Der Bevollmächtigte des Rates - Büro Brüssel

Europa-Informationen Nr. 133

Auf zu neuen Ufern? - Der Europäische Gerichtshof nach dem Inkrafttreten des Vertrages von Lissabon

(OKR'in Katrin Hatzinger)

Mit dem Inkrafttreten des Vertrages von Lissabon am 1. Dezember 2009 ist nicht nur eine jahrelanger zäher Reformstau aufgelöst worden, sondern es haben sich auch eine Reihe institutioneller Änderungen ergeben, deren Tragweite sich wohl erst im Laufe der Zeit absehen und bewerten lassen  wird. Ein EU-Organ, dessen integrationspolitische Bedeutung nicht zu unterschätzen und dessen Rechtsprechung deshalb auch immer wieder interessierten Blicken aus Karlsruhe ausgesetzt ist, ist der Europäische Gerichtshof (EuGH) in Luxemburg.

Durch den Vertrag von Lissabon ergeben sich sowohl für seine Organisation, als auch für seine Zuständigkeit eine Reihe von bedeutsamen Veränderungen. Zunächst einmal wird die Gesamtheit des Gerichtssystems der Union in Gerichtshof der Europäischen Union (Art. 19 I EUV) umbenannt. Er besteht aus drei Gerichten: Gerichtshof, Gericht und Gericht für den öffentlichen Dienst.

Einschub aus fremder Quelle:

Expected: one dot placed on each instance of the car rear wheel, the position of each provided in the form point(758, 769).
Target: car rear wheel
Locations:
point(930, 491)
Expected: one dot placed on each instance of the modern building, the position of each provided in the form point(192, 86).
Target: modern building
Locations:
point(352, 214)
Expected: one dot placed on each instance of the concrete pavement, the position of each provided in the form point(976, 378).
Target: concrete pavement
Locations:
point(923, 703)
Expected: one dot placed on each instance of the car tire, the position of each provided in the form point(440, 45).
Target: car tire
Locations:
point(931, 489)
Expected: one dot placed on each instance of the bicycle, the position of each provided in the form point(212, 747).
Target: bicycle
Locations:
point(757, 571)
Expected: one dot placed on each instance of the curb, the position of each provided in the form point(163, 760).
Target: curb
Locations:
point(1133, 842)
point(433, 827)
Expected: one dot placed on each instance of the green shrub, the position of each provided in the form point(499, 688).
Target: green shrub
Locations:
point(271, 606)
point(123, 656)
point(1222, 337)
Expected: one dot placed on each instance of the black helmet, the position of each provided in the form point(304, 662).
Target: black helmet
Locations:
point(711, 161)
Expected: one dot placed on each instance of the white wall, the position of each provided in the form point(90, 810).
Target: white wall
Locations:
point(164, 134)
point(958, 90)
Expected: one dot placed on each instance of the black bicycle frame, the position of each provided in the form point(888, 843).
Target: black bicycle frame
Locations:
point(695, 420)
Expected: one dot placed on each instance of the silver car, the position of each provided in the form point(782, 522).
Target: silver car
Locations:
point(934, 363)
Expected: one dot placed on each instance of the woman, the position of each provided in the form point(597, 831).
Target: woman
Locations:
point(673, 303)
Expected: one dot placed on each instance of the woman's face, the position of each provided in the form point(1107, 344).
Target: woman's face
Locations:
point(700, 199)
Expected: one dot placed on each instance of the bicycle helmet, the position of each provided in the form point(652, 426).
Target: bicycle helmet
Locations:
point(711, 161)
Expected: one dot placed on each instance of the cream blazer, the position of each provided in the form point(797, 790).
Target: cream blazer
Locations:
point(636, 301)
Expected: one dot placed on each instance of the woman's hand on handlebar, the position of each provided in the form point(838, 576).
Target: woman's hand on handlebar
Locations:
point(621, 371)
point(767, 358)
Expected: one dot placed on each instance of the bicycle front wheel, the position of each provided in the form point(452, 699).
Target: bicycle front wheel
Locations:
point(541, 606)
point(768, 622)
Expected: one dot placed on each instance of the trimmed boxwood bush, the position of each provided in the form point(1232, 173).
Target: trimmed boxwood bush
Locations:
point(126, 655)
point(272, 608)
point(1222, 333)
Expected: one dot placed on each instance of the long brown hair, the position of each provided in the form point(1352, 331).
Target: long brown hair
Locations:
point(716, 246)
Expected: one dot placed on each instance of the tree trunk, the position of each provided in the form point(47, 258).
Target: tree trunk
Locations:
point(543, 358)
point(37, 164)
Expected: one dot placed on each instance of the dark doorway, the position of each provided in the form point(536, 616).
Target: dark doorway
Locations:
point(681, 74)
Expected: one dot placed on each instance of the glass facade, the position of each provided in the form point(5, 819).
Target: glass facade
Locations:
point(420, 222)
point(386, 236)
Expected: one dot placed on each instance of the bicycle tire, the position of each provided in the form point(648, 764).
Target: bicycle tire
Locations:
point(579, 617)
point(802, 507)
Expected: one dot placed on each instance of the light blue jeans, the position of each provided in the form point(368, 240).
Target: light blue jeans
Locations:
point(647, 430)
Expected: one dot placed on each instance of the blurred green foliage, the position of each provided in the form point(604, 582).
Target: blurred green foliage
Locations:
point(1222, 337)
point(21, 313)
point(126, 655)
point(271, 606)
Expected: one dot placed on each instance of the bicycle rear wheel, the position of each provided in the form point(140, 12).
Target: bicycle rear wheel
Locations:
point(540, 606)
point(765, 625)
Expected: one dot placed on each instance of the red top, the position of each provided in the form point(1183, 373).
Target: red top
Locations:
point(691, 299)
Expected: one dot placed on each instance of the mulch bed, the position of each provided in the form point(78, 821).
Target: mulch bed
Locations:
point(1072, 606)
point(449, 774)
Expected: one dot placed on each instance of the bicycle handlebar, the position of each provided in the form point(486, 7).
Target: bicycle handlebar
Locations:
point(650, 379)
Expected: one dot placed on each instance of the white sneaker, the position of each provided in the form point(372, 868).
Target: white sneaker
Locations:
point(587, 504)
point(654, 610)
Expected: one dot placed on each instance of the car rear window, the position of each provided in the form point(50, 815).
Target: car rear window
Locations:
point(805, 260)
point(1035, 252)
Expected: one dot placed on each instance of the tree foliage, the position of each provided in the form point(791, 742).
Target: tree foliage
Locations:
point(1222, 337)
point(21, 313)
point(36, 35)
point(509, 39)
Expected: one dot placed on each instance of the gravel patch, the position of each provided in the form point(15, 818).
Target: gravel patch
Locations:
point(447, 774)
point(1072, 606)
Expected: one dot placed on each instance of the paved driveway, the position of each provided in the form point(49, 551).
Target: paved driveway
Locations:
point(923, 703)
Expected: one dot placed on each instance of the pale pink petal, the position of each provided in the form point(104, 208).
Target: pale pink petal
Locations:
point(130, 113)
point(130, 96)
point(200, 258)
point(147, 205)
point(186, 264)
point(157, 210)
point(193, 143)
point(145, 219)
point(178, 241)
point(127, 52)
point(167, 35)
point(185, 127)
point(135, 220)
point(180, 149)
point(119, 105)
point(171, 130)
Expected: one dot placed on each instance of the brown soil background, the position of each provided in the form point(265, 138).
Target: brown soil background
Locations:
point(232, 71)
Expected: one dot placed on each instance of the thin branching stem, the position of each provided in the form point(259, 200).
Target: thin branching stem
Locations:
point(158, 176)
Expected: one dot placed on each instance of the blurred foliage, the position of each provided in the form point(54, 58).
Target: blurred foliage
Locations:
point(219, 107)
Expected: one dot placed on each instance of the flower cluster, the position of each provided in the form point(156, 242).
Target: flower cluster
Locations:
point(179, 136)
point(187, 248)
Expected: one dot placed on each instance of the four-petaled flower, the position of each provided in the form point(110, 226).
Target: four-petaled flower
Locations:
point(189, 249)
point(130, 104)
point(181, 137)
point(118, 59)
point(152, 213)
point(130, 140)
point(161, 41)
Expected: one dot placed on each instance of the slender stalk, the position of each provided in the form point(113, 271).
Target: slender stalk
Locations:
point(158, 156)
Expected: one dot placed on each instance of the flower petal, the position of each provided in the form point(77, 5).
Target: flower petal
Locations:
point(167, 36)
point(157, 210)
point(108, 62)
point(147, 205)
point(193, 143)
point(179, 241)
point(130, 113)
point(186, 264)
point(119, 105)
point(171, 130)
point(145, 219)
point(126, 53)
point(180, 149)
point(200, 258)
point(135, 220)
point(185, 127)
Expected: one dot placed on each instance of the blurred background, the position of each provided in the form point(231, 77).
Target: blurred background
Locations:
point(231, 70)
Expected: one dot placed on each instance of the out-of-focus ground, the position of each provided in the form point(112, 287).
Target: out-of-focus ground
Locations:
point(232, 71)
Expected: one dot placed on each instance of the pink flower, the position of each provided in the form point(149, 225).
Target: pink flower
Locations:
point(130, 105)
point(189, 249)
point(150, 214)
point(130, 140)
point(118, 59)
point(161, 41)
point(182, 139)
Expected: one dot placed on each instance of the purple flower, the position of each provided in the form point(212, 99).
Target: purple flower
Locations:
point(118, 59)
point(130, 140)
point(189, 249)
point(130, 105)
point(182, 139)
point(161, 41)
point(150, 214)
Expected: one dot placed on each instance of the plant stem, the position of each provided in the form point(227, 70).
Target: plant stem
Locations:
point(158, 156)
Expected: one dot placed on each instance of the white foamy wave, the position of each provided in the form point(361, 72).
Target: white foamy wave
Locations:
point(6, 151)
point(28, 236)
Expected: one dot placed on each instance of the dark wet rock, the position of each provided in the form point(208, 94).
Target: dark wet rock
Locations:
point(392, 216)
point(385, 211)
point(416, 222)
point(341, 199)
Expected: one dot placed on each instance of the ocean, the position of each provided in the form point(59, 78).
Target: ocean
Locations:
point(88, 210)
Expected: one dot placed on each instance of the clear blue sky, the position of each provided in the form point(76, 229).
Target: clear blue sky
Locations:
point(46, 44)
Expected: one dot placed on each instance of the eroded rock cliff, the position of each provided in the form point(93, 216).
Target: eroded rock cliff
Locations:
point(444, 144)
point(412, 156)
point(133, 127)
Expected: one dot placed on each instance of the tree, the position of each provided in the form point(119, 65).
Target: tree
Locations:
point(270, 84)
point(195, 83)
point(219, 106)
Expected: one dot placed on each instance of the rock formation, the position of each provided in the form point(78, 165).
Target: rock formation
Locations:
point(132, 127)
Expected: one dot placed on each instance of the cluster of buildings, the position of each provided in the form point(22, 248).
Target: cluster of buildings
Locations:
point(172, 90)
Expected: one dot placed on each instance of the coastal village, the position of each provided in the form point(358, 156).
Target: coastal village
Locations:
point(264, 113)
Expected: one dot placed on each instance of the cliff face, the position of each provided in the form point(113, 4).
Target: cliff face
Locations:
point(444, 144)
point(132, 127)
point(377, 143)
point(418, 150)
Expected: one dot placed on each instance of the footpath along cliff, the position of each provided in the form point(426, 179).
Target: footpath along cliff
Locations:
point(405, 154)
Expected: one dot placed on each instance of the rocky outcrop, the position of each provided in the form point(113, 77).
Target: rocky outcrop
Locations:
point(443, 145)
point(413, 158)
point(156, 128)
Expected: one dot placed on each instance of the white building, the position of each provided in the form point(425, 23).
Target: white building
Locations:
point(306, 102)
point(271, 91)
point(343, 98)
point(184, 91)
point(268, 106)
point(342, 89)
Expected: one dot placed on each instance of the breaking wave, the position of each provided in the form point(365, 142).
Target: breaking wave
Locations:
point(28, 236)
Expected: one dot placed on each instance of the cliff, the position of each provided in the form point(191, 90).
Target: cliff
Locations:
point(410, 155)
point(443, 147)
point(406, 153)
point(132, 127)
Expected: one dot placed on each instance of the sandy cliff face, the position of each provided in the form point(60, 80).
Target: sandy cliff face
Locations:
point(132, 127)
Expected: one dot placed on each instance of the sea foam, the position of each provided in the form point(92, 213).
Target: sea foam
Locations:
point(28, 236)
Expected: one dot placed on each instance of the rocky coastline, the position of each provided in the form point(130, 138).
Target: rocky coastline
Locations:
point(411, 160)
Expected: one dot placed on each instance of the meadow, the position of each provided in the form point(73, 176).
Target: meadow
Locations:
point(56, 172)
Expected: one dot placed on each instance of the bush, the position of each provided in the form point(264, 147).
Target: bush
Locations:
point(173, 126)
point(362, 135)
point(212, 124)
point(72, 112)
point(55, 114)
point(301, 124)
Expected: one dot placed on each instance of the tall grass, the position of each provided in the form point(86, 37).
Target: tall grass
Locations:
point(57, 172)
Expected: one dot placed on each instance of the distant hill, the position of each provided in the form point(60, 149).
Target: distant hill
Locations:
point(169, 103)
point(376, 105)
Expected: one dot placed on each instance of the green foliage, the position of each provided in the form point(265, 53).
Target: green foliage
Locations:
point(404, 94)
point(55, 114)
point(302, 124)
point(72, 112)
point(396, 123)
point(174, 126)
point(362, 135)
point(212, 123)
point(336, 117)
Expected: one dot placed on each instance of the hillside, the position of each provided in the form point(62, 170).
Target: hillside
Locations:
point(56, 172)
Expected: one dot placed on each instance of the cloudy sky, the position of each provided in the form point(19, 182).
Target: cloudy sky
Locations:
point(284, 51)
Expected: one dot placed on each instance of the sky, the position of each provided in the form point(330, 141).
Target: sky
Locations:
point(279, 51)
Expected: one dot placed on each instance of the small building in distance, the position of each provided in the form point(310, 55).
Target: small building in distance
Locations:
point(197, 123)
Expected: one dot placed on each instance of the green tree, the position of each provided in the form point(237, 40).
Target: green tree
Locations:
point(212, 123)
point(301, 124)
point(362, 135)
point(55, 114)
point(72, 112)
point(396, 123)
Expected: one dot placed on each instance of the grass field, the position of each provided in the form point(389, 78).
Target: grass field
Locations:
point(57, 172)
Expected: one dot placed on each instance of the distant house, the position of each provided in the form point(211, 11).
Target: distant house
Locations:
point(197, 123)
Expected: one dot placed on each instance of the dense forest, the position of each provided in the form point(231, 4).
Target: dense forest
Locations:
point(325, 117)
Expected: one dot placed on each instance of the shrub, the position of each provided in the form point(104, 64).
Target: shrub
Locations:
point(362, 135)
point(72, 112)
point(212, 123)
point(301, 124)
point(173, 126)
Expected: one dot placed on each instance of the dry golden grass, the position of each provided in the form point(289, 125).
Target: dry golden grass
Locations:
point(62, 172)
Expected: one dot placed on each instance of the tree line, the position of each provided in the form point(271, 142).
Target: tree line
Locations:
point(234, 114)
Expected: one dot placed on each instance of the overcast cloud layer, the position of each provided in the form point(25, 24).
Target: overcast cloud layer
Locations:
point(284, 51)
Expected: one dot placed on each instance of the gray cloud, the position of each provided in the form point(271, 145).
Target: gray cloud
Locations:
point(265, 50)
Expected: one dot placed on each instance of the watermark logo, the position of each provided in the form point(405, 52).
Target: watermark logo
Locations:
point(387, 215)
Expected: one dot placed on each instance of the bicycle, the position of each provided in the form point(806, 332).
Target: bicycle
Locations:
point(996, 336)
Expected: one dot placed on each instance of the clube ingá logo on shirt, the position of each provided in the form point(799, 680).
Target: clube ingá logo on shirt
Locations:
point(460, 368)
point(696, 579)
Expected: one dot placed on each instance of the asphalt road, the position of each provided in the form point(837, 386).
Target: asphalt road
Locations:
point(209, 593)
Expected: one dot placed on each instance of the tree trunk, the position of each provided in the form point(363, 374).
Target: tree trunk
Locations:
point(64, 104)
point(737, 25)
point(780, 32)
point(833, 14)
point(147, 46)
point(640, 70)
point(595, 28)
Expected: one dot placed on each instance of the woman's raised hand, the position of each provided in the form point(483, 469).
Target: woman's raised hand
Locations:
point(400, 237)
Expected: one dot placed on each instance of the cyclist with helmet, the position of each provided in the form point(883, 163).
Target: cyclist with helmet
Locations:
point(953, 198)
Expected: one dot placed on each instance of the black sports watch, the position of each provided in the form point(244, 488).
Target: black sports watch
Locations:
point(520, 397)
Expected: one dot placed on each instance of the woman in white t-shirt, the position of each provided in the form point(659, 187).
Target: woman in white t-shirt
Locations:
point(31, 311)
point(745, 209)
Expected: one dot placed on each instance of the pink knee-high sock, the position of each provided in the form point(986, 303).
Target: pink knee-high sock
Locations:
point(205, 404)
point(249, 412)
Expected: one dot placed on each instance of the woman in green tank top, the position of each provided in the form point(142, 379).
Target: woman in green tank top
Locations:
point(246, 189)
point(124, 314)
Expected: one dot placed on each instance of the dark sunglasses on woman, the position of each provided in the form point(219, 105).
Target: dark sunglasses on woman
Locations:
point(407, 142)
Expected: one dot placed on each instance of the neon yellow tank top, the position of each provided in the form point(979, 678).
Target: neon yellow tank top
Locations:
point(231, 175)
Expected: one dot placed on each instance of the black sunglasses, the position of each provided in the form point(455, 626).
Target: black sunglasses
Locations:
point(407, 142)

Hinsichtlich der Modalitäten der Ernennung der Mitglieder des EuGH, bleibt es bei der Regelung, dass die Richter von den Regierungen der Mitgliedstaaten im gegenseitigen Einvernehmen für eine Amtszeit von sechs Jahren ernannt werden (Art. 19 II EUV). Neu ist das Verfahren der Anhörung eines Ausschusses, der eine Stellungnahme zur Eignung der Bewerber für die Ausübung des Amts eines Richters oder Generalanwalts beim Gerichtshof oder beim Gericht abzugeben hat. Der Ausschuss soll sich aus sieben Persönlichkeiten zusammensetzen, die aus dem Kreis ehemaliger Mitglieder des Gerichtshofs und des Gerichts, der Mitglieder der höchsten einzelstaatlichen Gerichte und durch Juristen von anerkannt hervorragender Befähigung ausgewählt werden. Eine der Persönlichkeiten wird vom Europäischen Parlament vorgeschlagen. Die Zahl der Generalanwälte kann künftig auf Antrag des Gerichtshofs von acht auf elf erhöht werden.

Da die Europäische Union mit dem Inkrafttreten des Vertrages von Lissabon Rechtspersönlichkeit (Art. 47 EUV) erhalten hat, ist die mit dem Vertrag von Maastricht eingeführte Säulenstruktur (Europäische Gemeinschaften, die Gemeinsame Außen- und Sicherheitspolitik und die Zusammenarbeit im Bereich Justiz- und Inneres), in der die EU als eine Art „Dachorganisation“ fungierte, überwunden. Die Zuständigkeit des Gerichtshofs der Europäischen Union erstreckt sich also nunmehr auf das gesamte Recht der Europäischen Union, soweit in den Verträgen nichts anderes bestimmt ist (Art. 19 III EUV). Die Gemeinsame Außen- und Sicherheitspolitik (GASP) nach Titel V des EU-Vertrags bleibt beispielsweise auch künftig besonderen Regeln und spezifischen Verfahren unterworfen (Art. 24 I EUV).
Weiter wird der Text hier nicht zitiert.